Poverty Bay Herald, Volume XLIV, Issue 14326, 16 June 1917

Private Thomas Edward Hodgins son of Thomas and Mary B. Hodgins, of Cambridge St., Pahiatua and a farmer embarked on 15 November, 1916 with his brother Charles Henry Hodgins both were assigned to the New Zealand Rifle Brigade. On 7, June 1917 aged 25, Private T. Hodgins was killed in action at Messines and like many others is remembered on the Messines Ridge (New Zealand) Memorial, Messines Ridge British Cemetery, Belgium.

Private Graham Groves Matheson the son of William Brooklyn Matheson of Tiratahi, Eketahuna was the sole school teacher at Pirinoa.  He initially volunteered in 1914 but was rejected as medically unfit because of eye trouble.  However he finally embarked on 26 June, 1916. Once he reached France he was attached to the 1st NZ Light Trench Mortar Battery.  He was killed in action on 7 June, 1917 at Messines, I found a small account of his death posted on the New Zealand Electronic Text Centre, Victoria University, Wellington and the delightful picture of the man himself below:

... he got safely through with the rest of his gun crew, and they had dug themselves in, but the German gun fire in the night was very heavy, and he was killed by a shell. 

G. G. Matheson 

Lance Corporal Enoch Sutton born in Darlington, England came to New Zealand in September 1914 aboard the 'Ruahine" most likely as an assisted immigrant. As his mother was a widow and had six children to care for Enoch likely left hoping for a better life.  He found work as a grocer's assistant for A.H. Herbert in Alfredton but soon enlisted on 15 February, 1915.  He embarked with the Wellington Infantry Regiment on 14 August, 1915 and arrived back in England in September only a year after he had originally left.  Wounded in action on 20 July, 1916, once recovered he rejoined his unit at the end of August 1916.  He was killed in action on 8 June 1917 at Messines aged 25 years and is buried at the Messines Ridge, British Cemetery, Belgium.  After his death his mother came to New Zealand in 1921 and settled in Lower Hutt.  I also discovered his younger brother Stanley Sutton had also immigrated to New Zealand and served with the NZ Division and survived the war.
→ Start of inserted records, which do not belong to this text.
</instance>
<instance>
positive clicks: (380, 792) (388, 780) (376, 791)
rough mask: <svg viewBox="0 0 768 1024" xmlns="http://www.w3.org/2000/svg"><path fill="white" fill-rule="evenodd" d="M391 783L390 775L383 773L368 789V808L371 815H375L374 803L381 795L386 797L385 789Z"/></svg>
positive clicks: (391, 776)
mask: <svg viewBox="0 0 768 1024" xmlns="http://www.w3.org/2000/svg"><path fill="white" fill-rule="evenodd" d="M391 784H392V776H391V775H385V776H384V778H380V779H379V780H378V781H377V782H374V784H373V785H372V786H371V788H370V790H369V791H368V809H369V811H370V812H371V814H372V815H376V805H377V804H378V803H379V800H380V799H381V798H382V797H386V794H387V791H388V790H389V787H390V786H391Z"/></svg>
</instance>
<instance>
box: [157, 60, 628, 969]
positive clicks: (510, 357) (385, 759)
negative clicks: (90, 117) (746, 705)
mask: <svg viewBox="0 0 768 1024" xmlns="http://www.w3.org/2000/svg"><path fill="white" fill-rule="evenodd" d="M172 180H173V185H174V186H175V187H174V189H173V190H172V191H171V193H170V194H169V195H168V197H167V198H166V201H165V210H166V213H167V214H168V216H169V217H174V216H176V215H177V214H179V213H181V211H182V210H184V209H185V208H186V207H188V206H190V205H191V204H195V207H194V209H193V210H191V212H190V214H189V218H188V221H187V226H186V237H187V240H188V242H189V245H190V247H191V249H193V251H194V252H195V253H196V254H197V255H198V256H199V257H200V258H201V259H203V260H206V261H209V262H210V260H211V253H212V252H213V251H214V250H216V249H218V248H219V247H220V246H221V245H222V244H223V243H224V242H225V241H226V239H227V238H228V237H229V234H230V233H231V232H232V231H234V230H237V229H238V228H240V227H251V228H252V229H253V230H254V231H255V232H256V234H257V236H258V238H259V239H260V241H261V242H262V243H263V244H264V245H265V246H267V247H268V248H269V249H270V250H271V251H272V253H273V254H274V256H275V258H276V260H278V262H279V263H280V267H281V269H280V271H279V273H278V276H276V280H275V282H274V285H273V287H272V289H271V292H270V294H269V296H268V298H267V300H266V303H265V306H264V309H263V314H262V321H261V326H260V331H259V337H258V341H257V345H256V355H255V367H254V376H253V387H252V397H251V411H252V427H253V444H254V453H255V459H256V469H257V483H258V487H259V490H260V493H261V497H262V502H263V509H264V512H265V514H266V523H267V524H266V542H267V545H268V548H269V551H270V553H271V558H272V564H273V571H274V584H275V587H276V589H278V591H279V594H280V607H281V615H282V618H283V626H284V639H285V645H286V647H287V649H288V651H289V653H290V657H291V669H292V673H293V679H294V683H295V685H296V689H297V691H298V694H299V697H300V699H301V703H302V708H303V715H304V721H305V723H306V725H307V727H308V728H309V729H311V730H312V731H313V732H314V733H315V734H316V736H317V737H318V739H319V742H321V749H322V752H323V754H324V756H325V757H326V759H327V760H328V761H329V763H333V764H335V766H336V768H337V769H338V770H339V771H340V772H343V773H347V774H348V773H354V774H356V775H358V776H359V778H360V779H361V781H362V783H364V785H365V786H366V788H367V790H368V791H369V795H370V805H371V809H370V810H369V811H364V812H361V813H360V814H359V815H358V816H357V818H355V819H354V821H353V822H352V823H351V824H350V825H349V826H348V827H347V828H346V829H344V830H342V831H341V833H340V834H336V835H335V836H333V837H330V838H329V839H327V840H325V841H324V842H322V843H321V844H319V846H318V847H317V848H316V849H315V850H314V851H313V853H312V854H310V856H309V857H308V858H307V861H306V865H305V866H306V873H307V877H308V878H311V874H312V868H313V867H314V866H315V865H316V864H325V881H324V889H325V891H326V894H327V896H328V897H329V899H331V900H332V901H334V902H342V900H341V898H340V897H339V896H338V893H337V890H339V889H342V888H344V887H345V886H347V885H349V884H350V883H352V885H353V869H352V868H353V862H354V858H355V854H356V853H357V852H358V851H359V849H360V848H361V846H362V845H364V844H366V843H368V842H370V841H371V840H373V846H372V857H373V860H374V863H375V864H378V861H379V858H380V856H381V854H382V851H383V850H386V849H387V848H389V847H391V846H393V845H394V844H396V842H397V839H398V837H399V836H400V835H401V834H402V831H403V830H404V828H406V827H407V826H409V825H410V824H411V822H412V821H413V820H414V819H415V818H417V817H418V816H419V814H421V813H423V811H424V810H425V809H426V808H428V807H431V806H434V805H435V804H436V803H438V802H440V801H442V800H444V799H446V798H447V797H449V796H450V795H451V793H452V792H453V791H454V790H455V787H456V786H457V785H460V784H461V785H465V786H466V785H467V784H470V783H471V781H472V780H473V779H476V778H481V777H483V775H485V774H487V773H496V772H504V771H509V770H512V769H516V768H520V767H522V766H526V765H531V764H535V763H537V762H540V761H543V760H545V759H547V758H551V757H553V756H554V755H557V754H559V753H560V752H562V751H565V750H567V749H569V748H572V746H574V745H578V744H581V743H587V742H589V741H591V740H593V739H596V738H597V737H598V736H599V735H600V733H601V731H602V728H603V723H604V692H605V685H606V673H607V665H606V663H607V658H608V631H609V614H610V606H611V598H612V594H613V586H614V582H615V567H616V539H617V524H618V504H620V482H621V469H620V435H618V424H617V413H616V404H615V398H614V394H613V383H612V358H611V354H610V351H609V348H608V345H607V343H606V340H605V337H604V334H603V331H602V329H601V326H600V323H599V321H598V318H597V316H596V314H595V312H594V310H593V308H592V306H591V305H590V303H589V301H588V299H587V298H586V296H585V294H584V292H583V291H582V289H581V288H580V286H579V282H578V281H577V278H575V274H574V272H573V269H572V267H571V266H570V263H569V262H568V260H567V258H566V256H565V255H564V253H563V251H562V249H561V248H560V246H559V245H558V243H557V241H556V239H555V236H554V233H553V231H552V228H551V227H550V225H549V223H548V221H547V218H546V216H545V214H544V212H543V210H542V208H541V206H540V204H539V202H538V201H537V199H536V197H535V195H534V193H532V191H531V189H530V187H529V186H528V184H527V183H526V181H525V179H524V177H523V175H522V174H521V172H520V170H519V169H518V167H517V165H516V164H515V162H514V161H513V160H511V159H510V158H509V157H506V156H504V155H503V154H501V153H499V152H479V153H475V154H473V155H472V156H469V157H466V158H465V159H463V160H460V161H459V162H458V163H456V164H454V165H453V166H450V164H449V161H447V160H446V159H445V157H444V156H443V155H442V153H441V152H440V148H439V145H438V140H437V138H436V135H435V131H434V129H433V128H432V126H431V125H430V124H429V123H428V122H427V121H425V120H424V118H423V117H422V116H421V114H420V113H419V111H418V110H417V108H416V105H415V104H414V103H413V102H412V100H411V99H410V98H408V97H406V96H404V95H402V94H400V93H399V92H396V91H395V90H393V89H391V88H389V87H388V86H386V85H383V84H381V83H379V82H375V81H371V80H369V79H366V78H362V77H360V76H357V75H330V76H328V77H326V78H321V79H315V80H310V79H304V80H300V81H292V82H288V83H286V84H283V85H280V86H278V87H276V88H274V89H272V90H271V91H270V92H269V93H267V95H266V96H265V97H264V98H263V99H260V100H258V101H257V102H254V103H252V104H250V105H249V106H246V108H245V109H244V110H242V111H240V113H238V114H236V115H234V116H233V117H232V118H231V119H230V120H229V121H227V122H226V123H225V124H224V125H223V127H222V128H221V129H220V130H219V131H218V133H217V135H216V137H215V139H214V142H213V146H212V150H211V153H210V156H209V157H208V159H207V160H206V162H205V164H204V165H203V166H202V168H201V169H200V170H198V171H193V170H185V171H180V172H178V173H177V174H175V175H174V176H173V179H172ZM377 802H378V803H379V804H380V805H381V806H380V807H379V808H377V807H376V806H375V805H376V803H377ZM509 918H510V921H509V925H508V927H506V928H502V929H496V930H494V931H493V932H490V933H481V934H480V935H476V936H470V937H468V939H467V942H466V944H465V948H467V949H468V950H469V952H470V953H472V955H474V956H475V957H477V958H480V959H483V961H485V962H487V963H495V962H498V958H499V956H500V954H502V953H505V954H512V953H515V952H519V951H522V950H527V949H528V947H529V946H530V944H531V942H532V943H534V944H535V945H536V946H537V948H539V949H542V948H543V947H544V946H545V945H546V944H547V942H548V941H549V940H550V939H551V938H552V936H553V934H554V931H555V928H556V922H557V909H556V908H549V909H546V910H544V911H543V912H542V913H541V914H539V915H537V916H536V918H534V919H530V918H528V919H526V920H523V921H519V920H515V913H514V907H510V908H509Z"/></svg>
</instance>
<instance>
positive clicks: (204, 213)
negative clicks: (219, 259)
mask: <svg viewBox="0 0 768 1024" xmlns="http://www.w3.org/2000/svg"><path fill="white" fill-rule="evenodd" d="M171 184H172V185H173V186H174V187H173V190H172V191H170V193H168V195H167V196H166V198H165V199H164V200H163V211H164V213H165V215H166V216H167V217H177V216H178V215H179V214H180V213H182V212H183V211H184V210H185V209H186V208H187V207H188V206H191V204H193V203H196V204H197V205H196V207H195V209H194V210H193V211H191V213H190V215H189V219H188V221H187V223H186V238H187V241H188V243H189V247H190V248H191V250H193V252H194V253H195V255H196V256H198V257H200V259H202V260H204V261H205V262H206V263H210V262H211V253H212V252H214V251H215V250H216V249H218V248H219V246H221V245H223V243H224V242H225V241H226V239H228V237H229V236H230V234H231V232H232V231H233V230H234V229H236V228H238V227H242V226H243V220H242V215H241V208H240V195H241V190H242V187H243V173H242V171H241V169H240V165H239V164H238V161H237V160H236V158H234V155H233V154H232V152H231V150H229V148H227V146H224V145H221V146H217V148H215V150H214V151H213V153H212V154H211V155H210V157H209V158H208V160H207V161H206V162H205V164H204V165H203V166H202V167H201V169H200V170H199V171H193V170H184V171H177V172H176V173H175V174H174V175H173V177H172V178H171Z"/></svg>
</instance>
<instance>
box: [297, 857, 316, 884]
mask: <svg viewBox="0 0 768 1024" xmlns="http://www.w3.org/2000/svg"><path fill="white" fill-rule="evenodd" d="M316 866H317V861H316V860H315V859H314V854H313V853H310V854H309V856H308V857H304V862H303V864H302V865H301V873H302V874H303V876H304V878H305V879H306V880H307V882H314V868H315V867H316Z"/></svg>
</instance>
Sources used: Cenotaph Database, Auckland War Memorial Museum, NZETC Victoria University Library, Wellington, NZ National Archives, Papers Past,, Find my, Department of Internal Affairs Historical Birth, Deaths & Marriage.

1 comment:

  1. Thank you for posting information about my great uncles John Wesley Cobb & George Lynch Darby Cobb on your blog. I have learnt something new about Uncle John today which I will add to my little blog.